Re: [systemd-devel] journald forwarding to rsyslogd. Huge (350 times) performance degradation. What am I doing wrong???
On So, 20.09.20 16:09, Vitaly Repin (vitaly_re...@fsfe.org) wrote: > Hello, > > Thanks for the answer! > > However, it looks like that imjournal module is not an option for me. > > rsyslog imjournal module documentation > (https://www.rsyslog.com/doc/v8-stable/configuration/modules/imjournal.html) > clearly recommends to use imuxsock module in my case: > > [begin quote] > As such, the performance of a configuration utilizing this module may > be notably slower than when using imuxsock. > The journal provides imuxsock with a copy of all “classical” syslog > messages, however, it does not provide structured data. ' > Only if that structured data is needed, imjournal must be used. > Otherwise, imjournal may simply be replaced by imuxsock, and we highly > suggest doing so. > [end quote] > > I do not need structural data and I need performance. My system > generates a substantial amount of logs. I want to be able to store > messages with an arrival rate of 10 000 messages per second at > least. The rsyslog maintainer doesn't like systemd very much. Much of what he puts in the docs as big fat warnings is quite a bit FUDdy. Lennart -- Lennart Poettering, Berlin ___ systemd-devel mailing list systemd-devel@lists.freedesktop.org https://lists.freedesktop.org/mailman/listinfo/systemd-devel
Re: [systemd-devel] journald forwarding to rsyslogd. Huge (350 times) performance degradation. What am I doing wrong???
On So, 20.09.20 12:07, Vitaly Repin (vitaly_re...@fsfe.org) wrote: > Any ideas are appreciated. Note that you compare apples with oranges. journald spends much time on collecting log metadata (i.e. process identity, user identity, cgroup stuff, …), which the others simply don't. That said, for starters, try running something a bit newer than a version from 215. 5 years is an eternity in software. The metadata colleciton code gained support for caching much of the metadata, which makes a major difference in particular if you have only a few log sources which log a lot (in contrast to many different log sources that log at the same time). Lennart -- Lennart Poettering, Berlin ___ systemd-devel mailing list systemd-devel@lists.freedesktop.org https://lists.freedesktop.org/mailman/listinfo/systemd-devel
Re: [systemd-devel] journald forwarding to rsyslogd. Huge (350 times) performance degradation. What am I doing wrong???

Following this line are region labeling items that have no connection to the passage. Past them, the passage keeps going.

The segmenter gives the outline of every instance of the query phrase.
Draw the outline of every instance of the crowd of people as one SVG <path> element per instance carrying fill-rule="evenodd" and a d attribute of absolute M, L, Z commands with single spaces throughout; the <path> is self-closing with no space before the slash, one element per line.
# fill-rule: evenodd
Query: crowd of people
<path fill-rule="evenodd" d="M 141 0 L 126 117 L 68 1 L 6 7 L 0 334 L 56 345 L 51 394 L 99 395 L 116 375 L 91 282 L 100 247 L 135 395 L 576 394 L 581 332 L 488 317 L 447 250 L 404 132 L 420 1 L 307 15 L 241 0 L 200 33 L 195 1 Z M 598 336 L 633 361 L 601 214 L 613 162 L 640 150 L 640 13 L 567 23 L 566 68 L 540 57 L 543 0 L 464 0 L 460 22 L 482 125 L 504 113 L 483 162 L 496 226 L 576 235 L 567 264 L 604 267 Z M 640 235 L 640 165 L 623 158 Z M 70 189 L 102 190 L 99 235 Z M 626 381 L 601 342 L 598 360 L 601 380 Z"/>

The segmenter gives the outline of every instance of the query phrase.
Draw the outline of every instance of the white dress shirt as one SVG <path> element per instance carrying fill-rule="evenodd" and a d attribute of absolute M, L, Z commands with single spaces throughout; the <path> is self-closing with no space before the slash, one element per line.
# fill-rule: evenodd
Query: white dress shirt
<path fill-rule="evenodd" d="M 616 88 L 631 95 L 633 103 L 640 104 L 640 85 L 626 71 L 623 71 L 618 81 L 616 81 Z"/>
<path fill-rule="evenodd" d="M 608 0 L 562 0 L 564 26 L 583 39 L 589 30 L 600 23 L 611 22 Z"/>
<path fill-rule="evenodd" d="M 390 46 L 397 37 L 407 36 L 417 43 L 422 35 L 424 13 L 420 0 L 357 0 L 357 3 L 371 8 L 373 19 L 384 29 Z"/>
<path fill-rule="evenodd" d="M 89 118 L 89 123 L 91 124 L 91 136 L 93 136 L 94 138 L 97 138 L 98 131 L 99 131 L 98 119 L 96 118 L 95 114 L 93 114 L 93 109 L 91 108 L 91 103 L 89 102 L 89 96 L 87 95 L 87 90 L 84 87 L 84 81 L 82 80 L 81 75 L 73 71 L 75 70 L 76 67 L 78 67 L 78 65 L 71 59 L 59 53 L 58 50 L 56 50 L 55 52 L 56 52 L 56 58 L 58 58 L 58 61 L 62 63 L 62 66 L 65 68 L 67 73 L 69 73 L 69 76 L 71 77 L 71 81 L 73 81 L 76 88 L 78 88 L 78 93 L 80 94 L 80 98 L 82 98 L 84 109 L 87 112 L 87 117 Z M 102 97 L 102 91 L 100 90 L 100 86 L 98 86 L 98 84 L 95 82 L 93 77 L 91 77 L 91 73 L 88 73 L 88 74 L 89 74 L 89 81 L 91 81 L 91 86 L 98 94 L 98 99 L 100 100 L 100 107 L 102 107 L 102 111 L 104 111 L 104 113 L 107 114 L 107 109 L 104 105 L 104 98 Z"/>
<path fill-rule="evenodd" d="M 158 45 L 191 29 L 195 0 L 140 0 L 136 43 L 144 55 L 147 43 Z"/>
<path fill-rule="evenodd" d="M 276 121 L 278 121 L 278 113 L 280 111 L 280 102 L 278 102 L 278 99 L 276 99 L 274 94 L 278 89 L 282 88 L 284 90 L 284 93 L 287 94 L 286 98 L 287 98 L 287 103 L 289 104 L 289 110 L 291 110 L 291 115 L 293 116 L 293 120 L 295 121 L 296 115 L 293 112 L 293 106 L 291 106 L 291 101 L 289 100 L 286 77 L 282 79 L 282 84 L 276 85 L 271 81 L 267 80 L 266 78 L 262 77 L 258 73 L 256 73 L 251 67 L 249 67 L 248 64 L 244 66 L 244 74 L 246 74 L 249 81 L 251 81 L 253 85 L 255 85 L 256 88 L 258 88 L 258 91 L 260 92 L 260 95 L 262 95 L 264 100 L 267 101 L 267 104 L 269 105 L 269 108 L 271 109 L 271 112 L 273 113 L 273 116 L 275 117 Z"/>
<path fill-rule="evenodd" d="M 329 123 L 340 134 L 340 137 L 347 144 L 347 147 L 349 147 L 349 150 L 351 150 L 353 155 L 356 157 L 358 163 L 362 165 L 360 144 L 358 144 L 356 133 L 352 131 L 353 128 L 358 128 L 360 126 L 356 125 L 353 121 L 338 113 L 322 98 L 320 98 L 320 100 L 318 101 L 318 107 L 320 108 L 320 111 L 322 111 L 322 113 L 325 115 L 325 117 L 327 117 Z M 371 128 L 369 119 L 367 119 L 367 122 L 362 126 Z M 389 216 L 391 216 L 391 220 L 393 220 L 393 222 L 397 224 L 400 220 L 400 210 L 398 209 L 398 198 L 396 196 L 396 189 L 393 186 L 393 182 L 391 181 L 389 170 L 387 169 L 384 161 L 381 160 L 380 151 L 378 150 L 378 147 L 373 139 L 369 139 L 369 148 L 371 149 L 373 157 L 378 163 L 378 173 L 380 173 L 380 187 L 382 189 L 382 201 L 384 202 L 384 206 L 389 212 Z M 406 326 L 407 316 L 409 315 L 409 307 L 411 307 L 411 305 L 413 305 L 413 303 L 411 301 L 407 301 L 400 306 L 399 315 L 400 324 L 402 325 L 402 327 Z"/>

Hm, some performance penalty is certainly expected but 350times slower looks like something is odd. Would be interesting to know, if you can reproduce the performance issue with a more recent version. Afaik, using imuxsock and syslog forwarding should be more performant then imjournal (which was suggested earlier). You could configure systemd, to not do syslog forwarding and let rsyslog handle syslog messages directly. This has a few downsides though: - syslog messages don't end up in the journal - non-syslog messages from journald don't end up in your syslog, say messages from systemd or services logging to stdout/stderr. ___ systemd-devel mailing list systemd-devel@lists.freedesktop.org https://lists.freedesktop.org/mailman/listinfo/systemd-devel
Re: [systemd-devel] journald forwarding to rsyslogd. Huge (350 times) performance degradation. What am I doing wrong???
Am 20.09.20 um 16:09 schrieb Vitaly Repin: > Thanks for the answer! please avoid off-list copies and top-posting when you got an answer with proper quoting (you break threading and produce unreadable conversations by permanently switch between quoting styles) > However, it looks like that imjournal module is not an option for me. > > rsyslog imjournal module documentation > (https://www.rsyslog.com/doc/v8-stable/configuration/modules/imjournal.html) > clearly recommends to use imuxsock module in my case: > > [begin quote] > As such, the performance of a configuration utilizing this module may > be notably slower than when using imuxsock. > The journal provides imuxsock with a copy of all “classical” syslog > messages, however, it does not provide structured data. ' > Only if that structured data is needed, imjournal must be used. > Otherwise, imjournal may simply be replaced by imuxsock, and we highly > suggest doing so. > [end quote] > > I do not need structural data and I need performance. My system > generates a substantial amount of logs. I want to be able to store > messages with an arrival rate of 10 000 messages per second at least. with "Storage=volatile" there is is not space for "database corruption" and given that it *reads* the journal on that channel is not much space for ratelimiting unless you hit the ratelimits of journald itself [root@srv-rhsoft:~]$ cat /etc/systemd/journald.conf [Journal] Storage=volatile RateLimitInterval=1s RateLimitBurst=2 RuntimeMaxUse=100M ForwardToSyslog=no >> Max rate at which log messages are NOT dropped is 17250 msg/s for logging to >> /run/systemd/journal/syslog. And only 47 messages per second for logging to >> /dev/log. > > > Den sön 20 sep. 2020 kl 12:26 skrev Reindl Harald : >> >> >> >> Am 20.09.20 um 12:07 schrieb Vitaly Repin: >> >>> ForwardToSyslog=yes >> >> this is long obsolete >> >> >> $WorkDirectory /var/lib/rsyslog >> >> module(load="imjournal" StateFile="imjournal.state" >> WorkAroundJournalBug="on" Ratelimit.Interval="600" Ratelimit.Burst="5") ___ systemd-devel mailing list systemd-devel@lists.freedesktop.org https://lists.freedesktop.org/mailman/listinfo/systemd-devel
Re: [systemd-devel] journald forwarding to rsyslogd. Huge (350 times) performance degradation. What am I doing wrong???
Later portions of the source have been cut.